18th Ave: On the Beaten Track: Whakatane
Welcome to another edition of on the beaten track! The blog series that cover some of the townships and hotspot that you’ll pass through in the bay of Plenty on the way to Tauranga to see us! This month we are covering the small costal town of Whakatane, located about an hour from Tauranga, this little town by the beach is famous for its blue waters, its forests and semi-active volcano??
One of the areas most captivating attractions, especially woth campers and trampers is the Whirinaki Te Pua-a-Tāne Conservation Park, which combines Towering trees, rushing rivers, diverse habitats and a fascinating past to make it a must-see spot for travelers. It’s one of the New Zealand’s most remarkable and significant forests and a must-see biodiversity hotspot – once one of New Zealand’s most famous conservation battlegrounds. Today, its beauty is protected for everyone to enjoy through a network of walks, mountain biking tracks and huts. The park is about 100 km southeast of Rotorua, past Murupara on State Highway 38.

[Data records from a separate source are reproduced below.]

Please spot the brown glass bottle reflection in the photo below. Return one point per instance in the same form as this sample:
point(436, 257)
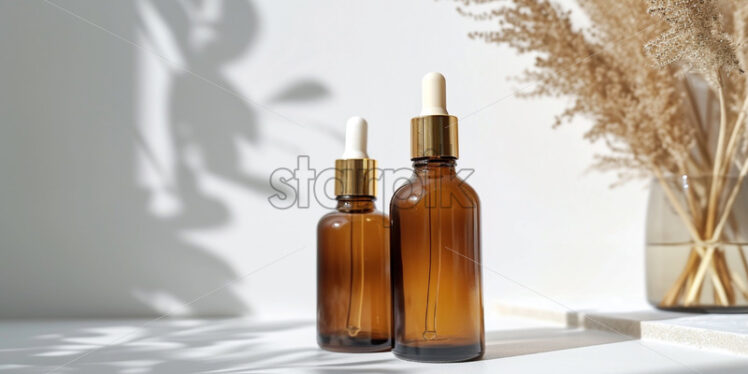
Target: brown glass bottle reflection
point(354, 311)
point(436, 273)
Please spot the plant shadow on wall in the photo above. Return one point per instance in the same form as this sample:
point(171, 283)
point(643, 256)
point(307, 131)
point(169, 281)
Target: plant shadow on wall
point(98, 228)
point(177, 346)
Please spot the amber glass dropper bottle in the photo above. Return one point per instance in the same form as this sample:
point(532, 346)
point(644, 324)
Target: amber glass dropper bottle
point(353, 258)
point(436, 272)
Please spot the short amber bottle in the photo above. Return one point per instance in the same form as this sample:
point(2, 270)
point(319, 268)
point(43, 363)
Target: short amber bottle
point(436, 268)
point(354, 308)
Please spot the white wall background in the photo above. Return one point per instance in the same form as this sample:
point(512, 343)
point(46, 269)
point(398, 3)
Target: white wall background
point(136, 140)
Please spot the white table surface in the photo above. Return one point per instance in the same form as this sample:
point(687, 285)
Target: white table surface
point(514, 345)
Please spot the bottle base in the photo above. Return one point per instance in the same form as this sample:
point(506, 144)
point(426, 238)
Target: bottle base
point(455, 353)
point(358, 344)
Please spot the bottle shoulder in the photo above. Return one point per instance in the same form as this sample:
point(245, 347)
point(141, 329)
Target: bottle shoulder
point(337, 218)
point(451, 189)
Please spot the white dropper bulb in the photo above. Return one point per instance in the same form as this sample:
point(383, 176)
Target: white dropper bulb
point(355, 138)
point(433, 95)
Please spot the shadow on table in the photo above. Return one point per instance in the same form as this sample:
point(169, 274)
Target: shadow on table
point(501, 344)
point(179, 346)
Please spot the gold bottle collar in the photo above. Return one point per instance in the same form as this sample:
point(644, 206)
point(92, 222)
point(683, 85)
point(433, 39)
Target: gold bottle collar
point(356, 177)
point(433, 136)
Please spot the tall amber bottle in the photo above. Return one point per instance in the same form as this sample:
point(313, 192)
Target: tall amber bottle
point(354, 310)
point(436, 272)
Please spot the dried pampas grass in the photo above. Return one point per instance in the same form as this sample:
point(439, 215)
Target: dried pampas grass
point(632, 73)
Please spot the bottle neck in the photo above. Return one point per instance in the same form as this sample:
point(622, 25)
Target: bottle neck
point(355, 204)
point(435, 167)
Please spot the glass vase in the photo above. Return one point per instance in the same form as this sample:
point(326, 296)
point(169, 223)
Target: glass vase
point(696, 246)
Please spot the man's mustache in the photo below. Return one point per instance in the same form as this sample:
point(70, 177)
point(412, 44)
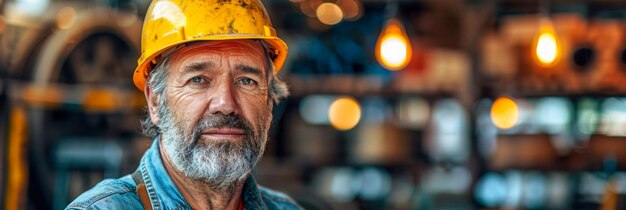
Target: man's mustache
point(222, 121)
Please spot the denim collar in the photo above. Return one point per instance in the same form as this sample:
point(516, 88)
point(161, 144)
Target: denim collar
point(164, 194)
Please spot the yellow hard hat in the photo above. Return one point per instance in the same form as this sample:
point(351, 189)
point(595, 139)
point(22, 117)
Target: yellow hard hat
point(169, 23)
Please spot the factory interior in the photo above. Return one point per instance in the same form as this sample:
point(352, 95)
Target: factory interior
point(394, 104)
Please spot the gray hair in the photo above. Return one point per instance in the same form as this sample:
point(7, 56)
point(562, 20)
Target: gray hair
point(157, 78)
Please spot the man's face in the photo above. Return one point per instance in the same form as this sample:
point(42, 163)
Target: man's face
point(217, 111)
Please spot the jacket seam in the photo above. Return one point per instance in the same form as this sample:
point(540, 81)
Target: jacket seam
point(98, 197)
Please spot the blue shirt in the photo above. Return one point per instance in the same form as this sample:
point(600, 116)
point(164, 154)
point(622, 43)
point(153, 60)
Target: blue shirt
point(120, 193)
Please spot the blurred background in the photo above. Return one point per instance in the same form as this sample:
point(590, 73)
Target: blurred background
point(400, 104)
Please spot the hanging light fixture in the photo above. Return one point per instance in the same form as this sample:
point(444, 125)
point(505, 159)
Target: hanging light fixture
point(546, 46)
point(393, 48)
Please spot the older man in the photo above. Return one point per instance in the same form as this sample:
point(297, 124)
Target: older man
point(208, 73)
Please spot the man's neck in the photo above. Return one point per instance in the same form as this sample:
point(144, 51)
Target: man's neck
point(200, 194)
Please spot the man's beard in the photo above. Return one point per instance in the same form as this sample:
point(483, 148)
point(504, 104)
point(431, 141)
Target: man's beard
point(218, 163)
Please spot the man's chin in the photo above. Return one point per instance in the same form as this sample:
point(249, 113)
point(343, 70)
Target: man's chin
point(207, 138)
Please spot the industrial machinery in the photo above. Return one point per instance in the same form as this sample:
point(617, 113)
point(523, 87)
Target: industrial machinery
point(64, 87)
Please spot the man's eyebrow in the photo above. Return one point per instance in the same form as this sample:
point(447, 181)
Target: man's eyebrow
point(197, 66)
point(249, 70)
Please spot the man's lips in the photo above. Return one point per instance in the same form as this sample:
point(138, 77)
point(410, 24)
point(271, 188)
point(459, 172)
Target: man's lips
point(224, 133)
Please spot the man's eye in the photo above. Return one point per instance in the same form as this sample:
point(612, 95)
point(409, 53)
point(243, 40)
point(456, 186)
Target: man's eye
point(247, 81)
point(197, 80)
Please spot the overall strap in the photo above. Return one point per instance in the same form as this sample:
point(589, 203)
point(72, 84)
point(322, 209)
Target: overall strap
point(141, 191)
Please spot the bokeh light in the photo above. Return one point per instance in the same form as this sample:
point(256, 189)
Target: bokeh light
point(546, 45)
point(505, 113)
point(393, 48)
point(329, 13)
point(344, 113)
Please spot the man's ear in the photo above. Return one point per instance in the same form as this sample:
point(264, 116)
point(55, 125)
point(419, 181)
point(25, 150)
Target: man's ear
point(153, 104)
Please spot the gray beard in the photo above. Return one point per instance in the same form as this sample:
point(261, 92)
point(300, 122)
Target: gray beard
point(221, 164)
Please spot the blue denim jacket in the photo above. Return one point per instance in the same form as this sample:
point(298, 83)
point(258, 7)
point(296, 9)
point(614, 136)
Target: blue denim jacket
point(120, 193)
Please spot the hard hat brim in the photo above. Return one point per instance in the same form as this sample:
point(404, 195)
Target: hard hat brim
point(278, 46)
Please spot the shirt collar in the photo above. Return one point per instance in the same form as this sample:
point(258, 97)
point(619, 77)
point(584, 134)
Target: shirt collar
point(163, 192)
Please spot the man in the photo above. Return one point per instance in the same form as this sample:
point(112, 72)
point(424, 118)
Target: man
point(207, 70)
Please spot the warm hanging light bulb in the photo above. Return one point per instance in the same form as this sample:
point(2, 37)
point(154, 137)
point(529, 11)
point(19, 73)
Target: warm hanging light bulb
point(546, 45)
point(393, 48)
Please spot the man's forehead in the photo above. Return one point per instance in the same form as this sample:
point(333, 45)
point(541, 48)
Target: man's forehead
point(252, 49)
point(252, 46)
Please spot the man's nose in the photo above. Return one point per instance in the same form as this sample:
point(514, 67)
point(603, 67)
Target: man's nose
point(223, 100)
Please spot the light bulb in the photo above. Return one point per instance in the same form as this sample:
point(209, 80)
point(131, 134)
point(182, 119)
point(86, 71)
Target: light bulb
point(393, 48)
point(546, 46)
point(505, 113)
point(344, 113)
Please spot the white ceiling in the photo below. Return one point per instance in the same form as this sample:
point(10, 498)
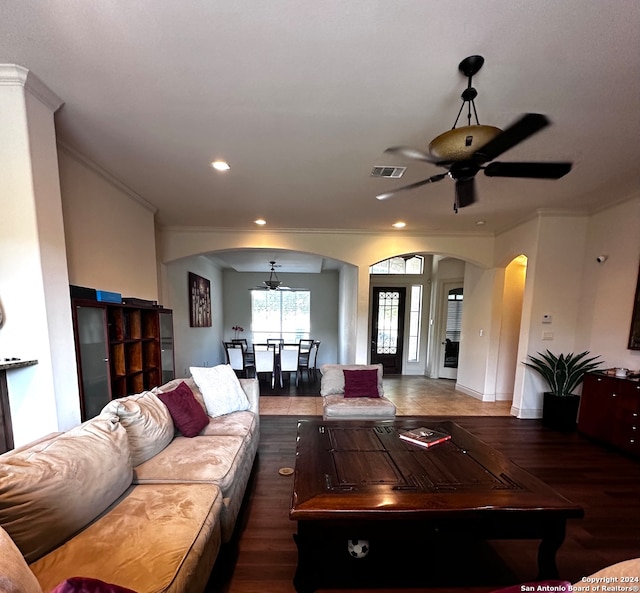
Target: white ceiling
point(301, 97)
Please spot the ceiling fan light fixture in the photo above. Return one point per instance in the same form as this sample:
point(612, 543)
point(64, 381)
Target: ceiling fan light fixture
point(459, 144)
point(274, 282)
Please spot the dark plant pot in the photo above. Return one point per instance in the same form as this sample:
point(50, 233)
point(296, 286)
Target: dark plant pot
point(560, 412)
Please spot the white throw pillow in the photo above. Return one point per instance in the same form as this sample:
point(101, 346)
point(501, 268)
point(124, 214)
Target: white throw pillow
point(220, 389)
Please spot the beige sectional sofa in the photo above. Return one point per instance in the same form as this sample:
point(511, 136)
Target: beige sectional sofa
point(126, 499)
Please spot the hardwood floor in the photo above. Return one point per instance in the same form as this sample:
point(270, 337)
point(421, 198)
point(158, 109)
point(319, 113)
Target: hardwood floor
point(262, 556)
point(413, 395)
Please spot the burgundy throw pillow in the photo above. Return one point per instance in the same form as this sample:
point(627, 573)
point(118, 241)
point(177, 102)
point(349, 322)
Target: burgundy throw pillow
point(88, 585)
point(362, 383)
point(187, 413)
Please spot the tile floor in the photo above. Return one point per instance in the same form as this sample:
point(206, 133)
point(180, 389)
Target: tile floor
point(412, 395)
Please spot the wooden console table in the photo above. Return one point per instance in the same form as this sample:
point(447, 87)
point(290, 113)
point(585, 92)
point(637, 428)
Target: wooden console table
point(6, 429)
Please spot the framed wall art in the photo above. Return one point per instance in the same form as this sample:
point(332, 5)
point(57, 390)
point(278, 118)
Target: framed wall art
point(199, 301)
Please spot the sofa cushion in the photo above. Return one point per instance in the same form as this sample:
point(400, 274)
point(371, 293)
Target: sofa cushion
point(200, 459)
point(87, 585)
point(51, 491)
point(157, 538)
point(332, 381)
point(242, 424)
point(220, 389)
point(187, 414)
point(15, 574)
point(147, 422)
point(361, 383)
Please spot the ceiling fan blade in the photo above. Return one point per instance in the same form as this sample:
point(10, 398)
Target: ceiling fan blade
point(529, 170)
point(465, 193)
point(526, 126)
point(410, 153)
point(412, 186)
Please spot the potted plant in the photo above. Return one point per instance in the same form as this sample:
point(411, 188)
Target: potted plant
point(563, 374)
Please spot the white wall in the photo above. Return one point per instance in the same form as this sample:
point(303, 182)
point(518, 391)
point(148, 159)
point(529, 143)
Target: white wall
point(195, 346)
point(110, 233)
point(33, 274)
point(359, 249)
point(608, 289)
point(510, 318)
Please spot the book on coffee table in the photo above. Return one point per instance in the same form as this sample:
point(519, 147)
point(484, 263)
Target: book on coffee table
point(425, 437)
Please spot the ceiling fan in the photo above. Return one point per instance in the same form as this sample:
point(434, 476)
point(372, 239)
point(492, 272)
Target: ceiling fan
point(274, 283)
point(466, 150)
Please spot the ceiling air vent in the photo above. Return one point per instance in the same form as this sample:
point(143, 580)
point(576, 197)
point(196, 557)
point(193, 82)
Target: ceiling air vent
point(392, 172)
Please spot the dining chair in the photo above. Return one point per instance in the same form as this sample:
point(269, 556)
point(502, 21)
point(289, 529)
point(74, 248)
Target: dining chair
point(237, 358)
point(305, 348)
point(313, 359)
point(245, 346)
point(289, 360)
point(265, 360)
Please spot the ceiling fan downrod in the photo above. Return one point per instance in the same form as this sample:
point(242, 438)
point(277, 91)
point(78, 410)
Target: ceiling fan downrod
point(469, 67)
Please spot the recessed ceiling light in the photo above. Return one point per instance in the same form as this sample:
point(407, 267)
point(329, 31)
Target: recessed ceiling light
point(220, 166)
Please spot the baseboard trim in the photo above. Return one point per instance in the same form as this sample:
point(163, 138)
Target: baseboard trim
point(475, 394)
point(526, 413)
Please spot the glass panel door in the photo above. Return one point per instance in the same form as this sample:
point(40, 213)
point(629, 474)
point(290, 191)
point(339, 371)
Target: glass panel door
point(93, 354)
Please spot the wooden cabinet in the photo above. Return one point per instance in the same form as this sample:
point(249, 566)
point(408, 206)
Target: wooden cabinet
point(119, 350)
point(609, 411)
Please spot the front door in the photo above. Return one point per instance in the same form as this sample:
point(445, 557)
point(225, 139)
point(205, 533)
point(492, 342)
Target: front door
point(387, 328)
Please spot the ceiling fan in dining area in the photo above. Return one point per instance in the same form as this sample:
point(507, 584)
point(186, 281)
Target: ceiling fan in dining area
point(273, 282)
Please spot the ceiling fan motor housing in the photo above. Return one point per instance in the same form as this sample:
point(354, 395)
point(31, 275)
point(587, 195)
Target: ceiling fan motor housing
point(459, 144)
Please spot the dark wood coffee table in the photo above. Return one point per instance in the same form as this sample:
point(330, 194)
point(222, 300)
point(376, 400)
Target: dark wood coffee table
point(356, 479)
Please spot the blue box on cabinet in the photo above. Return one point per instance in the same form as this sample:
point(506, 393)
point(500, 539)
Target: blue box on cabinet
point(108, 297)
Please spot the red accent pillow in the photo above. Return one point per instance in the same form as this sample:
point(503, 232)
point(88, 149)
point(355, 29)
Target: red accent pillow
point(88, 585)
point(187, 413)
point(362, 383)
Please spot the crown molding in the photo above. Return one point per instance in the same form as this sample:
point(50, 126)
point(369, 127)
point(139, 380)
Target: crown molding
point(87, 162)
point(14, 75)
point(376, 232)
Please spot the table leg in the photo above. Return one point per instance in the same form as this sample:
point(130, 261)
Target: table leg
point(549, 545)
point(304, 581)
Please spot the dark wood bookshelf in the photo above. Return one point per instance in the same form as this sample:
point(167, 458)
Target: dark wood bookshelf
point(121, 349)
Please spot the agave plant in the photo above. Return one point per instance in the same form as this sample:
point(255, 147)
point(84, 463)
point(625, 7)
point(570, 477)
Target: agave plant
point(565, 372)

Voted NZ’s Most Loved Beach it’s no surprise why this spot has become New Zealand’s favorite – Abundant sunshine, warm waters and safe swimming are just a few reasons to stop in for a picnic and a dip! There are also plenty of walks around the ebach, including ones that take you to some hidden water holes, And of course there’s the walk on Ōhope Beach itself—11 km of easily walkable white sand beach from the Ōhiwa Harbour entrance all the way to West End. Speaking of, for all those surfers out there, West End is an awesome spot for safe surfing and ideal for learning to surf.
Just 50 km offshore from Whakatāne, is this natural wonder, known to Māori as Whakaari, White Island is arguably the world’s most accessible active marine volcano. It attracts volcanologists and sightseers from around the world, offering a breathtaking view of the awesome powers that continue to shape New Zealand in all their spectacular and dramatic glory.
Marvel at the beauty of nature in its most untamed state. Walk across the island’s wild, lunar landscape with active geothermal steam vents, bubbling mud pools and the sombre remains of an ill-fated sulphur mining factory destroyed by a lahar in 1914 and took the lives of 10 miners.
Remarkable visibility, underwater steam vents and an abundance of marine life make the waters around the island one of New Zealand’s best dive sites. It’s also a fishing haven, with charter boats offering multi-day game fishing adventures.
White Island can be reached by sea or air for guided visits or scenic flights.